The global food crisis has prompted various rich countries to start buying up land in the poorer world to secure their food supplies. As well as affecting domestic food supplies in the countries affected, Sue Branford says it could be a time bomb for the world’s ability to cope with climate change

News of another big land deal between a rich nation and a poor developing country is becoming a common occurrence. In August a group of Saudi investors said that they would be investing $1 billion in land in Africa for rice cultivation. They are calling it their ‘7x7x7 project’, since they are aiming to plant 700,000 hectares of land to produce seven million tonnes of rice in seven years. The land will be distributed over several countries: Mali, Senegal and maybe Sudan and Uganda.


A few weeks earlier South Korea acquired 700,000 hectares of land in Sudan, also for rice cultivation. India is funding a large group of private companies to buy 350,000 hectares in as-yet unspecified countries in Africa. A group of South African businessmen is negotiating an 8 million hectare deal in the Democratic Republic of Congo. And so it goes on. The United Nations believes that at least 30 million hectares (about 74 million acres, well over the size of the UK) were acquired by outside investors in the developing world during the first half of this year alone.

The land grab was indirectly spawned by the international financial crisis. It’s interesting to trace the investors’ train of thought because it says a lot about the kind of world we’re heading towards. Some two years ago many financial players – the investment houses that manage workers’ pensions, private equity funds, hedge funds, big grain traders and so on – saw that the sub-prime mortgage bubble was about to burst and moved money into the safer commodities market. Although there was no real shortage of food, food prices (especially of cereals, but also of dairy and meat) rose dramatically.

Countries dependent on food imports were badly hit, with a big increase in the domestic price of some food staples, particularly rice. People coped by changing their eating habits, in many cases cutting back on meals, but they also took to the streets to demand government action. By early 2008 riots had broken out in nearly 40 countries, instilling fear among the world’s political elite. Panic-stricken governments rushed to increase their food imports, leading several food-producing nations to restrict exports, fearful that they too could be hit by shortages.

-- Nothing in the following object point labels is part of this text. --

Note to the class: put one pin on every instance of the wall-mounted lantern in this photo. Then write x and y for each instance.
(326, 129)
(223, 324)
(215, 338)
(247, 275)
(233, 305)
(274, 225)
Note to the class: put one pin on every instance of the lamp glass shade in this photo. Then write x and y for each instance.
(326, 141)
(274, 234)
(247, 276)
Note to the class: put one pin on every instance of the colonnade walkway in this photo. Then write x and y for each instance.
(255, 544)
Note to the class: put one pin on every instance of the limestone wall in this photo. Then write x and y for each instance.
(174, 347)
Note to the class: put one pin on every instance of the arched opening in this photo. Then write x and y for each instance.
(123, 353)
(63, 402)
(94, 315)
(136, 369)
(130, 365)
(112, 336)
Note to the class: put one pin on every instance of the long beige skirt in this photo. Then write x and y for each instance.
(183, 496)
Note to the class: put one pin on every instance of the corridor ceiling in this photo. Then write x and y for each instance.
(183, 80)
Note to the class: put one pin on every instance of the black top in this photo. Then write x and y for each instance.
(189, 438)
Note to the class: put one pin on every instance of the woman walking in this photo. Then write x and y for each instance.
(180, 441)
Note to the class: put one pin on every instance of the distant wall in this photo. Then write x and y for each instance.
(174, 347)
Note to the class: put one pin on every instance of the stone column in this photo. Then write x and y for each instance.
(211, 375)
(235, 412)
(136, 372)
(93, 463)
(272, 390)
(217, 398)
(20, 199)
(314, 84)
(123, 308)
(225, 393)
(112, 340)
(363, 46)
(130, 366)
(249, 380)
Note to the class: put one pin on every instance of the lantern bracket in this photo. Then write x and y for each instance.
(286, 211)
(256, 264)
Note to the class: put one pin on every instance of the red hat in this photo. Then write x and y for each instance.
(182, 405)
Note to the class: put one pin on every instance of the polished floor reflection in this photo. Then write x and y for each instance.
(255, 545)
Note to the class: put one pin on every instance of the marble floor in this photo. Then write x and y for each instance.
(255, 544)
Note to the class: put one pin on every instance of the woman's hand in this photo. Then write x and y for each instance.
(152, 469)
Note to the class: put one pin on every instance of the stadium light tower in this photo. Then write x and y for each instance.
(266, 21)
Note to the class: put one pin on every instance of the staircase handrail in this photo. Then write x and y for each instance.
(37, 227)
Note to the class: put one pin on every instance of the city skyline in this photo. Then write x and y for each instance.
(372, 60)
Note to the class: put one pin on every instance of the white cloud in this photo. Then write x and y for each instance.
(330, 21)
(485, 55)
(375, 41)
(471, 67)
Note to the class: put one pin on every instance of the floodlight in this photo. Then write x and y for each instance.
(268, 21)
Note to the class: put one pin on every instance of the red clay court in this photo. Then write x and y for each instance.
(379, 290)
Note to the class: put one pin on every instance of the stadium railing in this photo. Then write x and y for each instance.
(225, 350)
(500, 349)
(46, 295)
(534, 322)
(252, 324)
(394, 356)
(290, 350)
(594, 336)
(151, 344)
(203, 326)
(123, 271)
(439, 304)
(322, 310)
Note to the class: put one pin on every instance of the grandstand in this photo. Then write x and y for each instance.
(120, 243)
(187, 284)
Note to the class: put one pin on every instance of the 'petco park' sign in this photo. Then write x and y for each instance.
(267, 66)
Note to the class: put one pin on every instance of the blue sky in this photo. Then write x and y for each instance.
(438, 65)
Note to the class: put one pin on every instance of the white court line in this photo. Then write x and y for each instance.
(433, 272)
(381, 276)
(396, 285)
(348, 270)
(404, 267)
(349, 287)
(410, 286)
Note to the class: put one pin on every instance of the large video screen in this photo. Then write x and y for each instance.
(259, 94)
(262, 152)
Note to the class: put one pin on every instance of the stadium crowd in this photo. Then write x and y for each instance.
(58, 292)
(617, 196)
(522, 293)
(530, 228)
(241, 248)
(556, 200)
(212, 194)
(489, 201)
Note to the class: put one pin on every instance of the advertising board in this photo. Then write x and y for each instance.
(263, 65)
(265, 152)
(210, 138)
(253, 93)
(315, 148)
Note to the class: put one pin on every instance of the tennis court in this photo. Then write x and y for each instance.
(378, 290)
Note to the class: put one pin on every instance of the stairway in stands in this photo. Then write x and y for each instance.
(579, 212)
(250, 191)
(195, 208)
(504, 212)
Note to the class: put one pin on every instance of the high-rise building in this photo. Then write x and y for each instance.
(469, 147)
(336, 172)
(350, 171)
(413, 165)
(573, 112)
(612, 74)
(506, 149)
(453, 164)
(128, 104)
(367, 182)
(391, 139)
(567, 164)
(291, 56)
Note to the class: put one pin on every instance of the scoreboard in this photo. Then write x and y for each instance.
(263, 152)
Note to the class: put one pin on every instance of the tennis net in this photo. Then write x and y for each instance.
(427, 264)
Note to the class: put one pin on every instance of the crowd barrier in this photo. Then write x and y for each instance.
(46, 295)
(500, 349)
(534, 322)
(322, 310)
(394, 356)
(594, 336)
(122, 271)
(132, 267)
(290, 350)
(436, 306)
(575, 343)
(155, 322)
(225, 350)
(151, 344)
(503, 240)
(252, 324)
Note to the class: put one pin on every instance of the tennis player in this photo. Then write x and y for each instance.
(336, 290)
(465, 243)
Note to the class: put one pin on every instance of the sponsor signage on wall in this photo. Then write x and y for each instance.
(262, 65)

The big winners from the crisis were not the farmers, as one might have expected. They enjoyed a big increase in the prices they were paid at the farm gate, but all their potential income gains were gobbled up by higher production costs. The people who made a real killing were the suppliers of agricultural inputs. With their quasi-monopoly control over seeds, pesticides, fertilisers and machinery, these giant companies made obscene profits out of the higher prices squeezed out of largely poor populations.